I'm running a routine that opens a directory, and all its sub-directories, performs some tasks, then outputs to a .csv using pandas. However, I need to establish the sub-directory name, so it can be output to the .csv too.
Accessing a single subdirectory, I can do this with:
path = r'/users/directory/sub-directory'
dataframe['sub-directory'] = os.path.basename(path)
print (dataframe)
A B C sub-directory
1 2 3 Folder-1
4 5 6 Folder-1
7 8 9 Folder-1
And the sub-directory is easily assinged with os.path.basename(path)

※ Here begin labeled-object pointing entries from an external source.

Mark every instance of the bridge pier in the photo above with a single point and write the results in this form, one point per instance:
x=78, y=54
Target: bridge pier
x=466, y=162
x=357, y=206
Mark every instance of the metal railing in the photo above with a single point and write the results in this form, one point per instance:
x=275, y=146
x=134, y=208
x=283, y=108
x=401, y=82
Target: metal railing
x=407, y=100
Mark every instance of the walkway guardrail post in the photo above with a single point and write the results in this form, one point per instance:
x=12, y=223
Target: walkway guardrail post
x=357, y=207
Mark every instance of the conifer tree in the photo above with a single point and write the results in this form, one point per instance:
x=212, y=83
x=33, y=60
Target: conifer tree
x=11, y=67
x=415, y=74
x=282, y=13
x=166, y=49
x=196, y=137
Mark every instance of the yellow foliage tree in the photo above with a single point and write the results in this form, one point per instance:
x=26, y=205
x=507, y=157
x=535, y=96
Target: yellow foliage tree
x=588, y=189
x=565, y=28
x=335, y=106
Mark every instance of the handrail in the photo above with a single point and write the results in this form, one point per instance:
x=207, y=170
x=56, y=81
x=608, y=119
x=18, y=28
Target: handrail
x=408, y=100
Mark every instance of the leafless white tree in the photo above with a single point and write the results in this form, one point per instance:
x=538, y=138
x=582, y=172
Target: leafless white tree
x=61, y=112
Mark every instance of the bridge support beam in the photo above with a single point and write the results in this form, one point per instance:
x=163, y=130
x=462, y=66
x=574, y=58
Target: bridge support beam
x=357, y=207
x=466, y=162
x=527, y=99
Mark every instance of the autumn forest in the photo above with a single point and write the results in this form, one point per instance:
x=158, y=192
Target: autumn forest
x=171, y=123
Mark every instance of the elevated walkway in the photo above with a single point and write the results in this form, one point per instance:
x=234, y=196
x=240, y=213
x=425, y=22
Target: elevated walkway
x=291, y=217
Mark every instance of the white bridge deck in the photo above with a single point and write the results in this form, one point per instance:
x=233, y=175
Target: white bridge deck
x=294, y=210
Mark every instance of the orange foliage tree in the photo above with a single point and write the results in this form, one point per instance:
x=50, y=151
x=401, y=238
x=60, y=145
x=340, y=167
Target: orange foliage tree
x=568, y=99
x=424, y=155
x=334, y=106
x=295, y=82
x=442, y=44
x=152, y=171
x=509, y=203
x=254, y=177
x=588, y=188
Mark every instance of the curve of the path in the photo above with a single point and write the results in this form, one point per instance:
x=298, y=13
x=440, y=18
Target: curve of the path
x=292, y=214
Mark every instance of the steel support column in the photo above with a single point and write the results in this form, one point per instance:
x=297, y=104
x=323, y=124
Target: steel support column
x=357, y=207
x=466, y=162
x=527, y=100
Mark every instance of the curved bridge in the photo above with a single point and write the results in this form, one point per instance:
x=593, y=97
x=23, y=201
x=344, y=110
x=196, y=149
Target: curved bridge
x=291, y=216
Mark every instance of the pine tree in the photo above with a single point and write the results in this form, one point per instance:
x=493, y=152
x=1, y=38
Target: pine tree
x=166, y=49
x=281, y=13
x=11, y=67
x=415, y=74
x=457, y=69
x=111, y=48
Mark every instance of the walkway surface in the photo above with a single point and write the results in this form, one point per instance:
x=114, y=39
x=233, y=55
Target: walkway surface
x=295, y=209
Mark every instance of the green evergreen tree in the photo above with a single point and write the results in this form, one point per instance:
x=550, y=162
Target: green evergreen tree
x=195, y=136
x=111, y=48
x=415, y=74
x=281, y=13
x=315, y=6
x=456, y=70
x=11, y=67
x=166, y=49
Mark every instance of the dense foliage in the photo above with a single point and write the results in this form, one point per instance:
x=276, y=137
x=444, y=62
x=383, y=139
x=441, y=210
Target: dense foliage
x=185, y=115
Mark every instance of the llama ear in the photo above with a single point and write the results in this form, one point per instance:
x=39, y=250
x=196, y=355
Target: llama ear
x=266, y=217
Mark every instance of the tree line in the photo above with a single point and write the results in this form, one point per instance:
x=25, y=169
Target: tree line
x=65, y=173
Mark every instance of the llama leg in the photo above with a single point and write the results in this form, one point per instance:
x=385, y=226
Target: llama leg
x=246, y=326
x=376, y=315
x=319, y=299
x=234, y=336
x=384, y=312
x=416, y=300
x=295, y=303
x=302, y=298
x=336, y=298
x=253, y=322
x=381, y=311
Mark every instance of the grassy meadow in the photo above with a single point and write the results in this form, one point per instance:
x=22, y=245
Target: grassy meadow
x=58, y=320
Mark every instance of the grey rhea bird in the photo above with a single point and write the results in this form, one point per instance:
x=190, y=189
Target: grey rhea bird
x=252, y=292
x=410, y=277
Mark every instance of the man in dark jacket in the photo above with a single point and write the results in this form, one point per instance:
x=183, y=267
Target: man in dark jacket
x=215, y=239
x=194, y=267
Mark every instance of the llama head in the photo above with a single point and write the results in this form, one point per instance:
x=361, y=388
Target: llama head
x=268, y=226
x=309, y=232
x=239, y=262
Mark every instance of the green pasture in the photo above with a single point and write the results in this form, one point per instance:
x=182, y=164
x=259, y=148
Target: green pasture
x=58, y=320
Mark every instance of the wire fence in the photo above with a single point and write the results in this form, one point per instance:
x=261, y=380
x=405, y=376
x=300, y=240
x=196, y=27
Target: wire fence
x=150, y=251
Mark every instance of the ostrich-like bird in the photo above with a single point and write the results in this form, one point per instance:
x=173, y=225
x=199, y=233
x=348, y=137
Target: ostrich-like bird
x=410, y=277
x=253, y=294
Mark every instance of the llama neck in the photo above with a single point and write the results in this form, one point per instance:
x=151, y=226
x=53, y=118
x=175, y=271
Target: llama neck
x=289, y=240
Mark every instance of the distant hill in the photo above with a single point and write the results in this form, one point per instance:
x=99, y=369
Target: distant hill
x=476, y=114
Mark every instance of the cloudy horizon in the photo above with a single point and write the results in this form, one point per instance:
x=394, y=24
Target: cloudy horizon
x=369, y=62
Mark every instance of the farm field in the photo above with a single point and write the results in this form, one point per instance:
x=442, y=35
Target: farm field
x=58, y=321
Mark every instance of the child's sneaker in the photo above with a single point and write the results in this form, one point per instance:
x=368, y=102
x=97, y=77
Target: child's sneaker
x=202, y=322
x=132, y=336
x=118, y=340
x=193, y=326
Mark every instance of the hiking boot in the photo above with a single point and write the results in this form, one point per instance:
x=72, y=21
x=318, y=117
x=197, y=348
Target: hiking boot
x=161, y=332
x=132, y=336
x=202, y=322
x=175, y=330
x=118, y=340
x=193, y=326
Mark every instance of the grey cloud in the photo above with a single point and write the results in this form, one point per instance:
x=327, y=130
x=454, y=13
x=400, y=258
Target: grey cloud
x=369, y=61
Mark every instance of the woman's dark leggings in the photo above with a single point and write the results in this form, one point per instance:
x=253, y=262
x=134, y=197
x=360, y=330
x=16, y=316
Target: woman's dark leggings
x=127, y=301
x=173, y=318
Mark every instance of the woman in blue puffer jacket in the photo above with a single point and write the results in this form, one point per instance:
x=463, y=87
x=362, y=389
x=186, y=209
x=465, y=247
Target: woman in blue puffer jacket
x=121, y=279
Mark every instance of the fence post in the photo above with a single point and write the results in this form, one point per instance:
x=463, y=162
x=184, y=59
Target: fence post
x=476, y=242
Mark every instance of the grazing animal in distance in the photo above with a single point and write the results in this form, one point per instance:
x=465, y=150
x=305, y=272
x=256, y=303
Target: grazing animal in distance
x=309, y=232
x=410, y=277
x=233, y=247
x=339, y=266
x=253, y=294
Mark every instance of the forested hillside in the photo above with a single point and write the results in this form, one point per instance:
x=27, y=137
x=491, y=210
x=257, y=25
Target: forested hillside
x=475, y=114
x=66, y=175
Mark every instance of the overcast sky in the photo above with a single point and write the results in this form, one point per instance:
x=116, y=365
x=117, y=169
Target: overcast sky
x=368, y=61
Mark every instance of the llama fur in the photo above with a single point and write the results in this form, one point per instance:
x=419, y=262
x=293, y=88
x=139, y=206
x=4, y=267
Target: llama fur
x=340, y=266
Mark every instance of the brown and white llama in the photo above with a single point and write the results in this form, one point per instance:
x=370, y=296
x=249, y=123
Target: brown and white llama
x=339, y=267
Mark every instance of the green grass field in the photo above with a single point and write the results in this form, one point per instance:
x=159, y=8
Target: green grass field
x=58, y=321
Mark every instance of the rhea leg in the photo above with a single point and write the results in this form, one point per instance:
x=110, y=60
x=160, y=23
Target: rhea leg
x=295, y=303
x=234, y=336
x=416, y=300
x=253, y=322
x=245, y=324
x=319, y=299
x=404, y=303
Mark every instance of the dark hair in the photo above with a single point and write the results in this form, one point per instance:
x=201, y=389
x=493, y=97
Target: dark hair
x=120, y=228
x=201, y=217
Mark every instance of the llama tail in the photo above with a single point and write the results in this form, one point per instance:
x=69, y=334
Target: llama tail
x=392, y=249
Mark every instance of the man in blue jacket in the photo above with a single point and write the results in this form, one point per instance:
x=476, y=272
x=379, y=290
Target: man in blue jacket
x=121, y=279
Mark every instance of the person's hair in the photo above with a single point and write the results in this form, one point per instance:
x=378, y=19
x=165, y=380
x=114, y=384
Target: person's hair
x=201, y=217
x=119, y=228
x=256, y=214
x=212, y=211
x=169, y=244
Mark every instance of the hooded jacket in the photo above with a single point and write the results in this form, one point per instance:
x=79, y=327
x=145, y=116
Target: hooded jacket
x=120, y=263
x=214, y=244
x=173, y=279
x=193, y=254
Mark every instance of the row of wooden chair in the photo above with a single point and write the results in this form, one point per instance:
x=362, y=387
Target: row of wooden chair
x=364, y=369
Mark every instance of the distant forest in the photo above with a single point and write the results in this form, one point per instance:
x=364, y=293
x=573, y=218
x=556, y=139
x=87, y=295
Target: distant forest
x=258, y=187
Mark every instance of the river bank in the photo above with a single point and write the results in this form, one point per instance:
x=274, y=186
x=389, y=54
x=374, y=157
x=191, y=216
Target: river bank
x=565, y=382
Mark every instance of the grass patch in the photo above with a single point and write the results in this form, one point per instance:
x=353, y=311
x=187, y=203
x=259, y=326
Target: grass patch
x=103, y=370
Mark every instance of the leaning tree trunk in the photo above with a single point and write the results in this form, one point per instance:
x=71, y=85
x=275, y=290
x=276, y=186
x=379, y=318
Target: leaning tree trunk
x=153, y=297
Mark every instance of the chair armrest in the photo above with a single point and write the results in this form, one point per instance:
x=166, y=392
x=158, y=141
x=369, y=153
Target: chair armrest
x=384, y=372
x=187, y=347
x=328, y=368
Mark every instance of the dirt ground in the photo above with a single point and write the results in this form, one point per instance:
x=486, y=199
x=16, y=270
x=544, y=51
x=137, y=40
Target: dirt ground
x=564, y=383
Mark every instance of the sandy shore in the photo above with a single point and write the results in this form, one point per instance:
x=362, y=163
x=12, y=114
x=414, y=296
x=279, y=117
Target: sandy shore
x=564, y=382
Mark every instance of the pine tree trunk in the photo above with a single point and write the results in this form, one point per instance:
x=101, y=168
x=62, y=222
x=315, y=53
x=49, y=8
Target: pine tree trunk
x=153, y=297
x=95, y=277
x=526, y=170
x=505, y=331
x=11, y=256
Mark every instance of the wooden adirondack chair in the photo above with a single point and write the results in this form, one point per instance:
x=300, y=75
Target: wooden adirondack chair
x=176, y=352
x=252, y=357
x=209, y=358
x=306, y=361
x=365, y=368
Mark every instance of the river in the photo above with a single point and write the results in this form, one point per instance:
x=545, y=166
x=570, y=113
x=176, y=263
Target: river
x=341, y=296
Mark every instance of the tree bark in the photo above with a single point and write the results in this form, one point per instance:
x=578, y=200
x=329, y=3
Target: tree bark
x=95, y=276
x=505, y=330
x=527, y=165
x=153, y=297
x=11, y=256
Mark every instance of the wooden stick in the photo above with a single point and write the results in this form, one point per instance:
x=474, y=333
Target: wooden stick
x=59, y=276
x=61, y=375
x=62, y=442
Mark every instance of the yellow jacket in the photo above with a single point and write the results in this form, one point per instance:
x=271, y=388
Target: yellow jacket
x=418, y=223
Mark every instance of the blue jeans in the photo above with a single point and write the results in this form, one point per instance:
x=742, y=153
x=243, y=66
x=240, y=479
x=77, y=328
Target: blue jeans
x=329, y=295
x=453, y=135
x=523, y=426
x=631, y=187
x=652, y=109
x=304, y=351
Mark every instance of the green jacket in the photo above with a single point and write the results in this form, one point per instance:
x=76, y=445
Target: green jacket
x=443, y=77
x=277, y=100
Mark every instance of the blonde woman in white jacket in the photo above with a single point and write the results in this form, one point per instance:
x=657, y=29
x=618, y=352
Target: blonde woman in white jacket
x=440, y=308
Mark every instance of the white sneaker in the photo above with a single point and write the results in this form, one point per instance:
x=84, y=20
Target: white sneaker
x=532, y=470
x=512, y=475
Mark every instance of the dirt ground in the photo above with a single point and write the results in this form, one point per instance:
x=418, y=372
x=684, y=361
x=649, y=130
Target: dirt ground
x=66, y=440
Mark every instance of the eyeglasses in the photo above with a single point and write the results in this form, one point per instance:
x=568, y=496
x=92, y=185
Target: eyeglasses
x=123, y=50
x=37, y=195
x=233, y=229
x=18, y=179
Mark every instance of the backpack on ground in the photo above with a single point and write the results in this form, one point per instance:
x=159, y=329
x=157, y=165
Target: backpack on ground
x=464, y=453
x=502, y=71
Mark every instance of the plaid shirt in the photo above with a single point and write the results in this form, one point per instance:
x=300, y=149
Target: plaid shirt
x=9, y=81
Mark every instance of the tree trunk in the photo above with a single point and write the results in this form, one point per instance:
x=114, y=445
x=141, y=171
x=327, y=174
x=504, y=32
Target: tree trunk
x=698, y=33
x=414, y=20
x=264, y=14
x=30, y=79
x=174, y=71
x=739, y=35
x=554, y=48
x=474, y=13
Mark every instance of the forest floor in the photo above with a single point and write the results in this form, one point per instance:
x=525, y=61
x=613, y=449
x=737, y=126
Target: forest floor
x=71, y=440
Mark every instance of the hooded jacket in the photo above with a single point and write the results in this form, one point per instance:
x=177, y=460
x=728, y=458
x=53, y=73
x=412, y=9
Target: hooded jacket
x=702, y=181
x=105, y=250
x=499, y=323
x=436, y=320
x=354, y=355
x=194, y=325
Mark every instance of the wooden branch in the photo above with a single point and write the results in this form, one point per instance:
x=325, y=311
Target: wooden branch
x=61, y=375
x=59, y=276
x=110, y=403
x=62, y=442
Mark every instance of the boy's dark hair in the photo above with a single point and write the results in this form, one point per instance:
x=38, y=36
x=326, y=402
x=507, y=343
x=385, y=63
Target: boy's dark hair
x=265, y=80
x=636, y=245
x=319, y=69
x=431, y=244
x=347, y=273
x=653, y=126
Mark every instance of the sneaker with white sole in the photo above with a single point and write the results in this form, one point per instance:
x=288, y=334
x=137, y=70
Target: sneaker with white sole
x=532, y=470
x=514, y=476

. However, I want to run through the directory, which works using Glob, but I lose the sub-directory names when outputting to a .csv:
path = r'/users/directory/*/' #Using Glob
dataframe['sub-directory'] = os.path.basename(path)
print (dataframe)
#Actual Output
A B C sub-directory
1 2 3 NaN
4 5 6 NaN
7 8 9 NaN
1 2 3 NaN
4 5 6 NaN
7 8 9 NaN
#Desired Output
A B C sub-directory
1 2 3 Folder-1
4 5 6 Folder-1
7 8 9 Folder-1
1 2 3 Folder-2
4 5 6 Folder-3
7 8 9 Folder 4
I've seen this answer here: Getting a list of all subdirectories in the current directory, but not sure how to integrate it into my routine.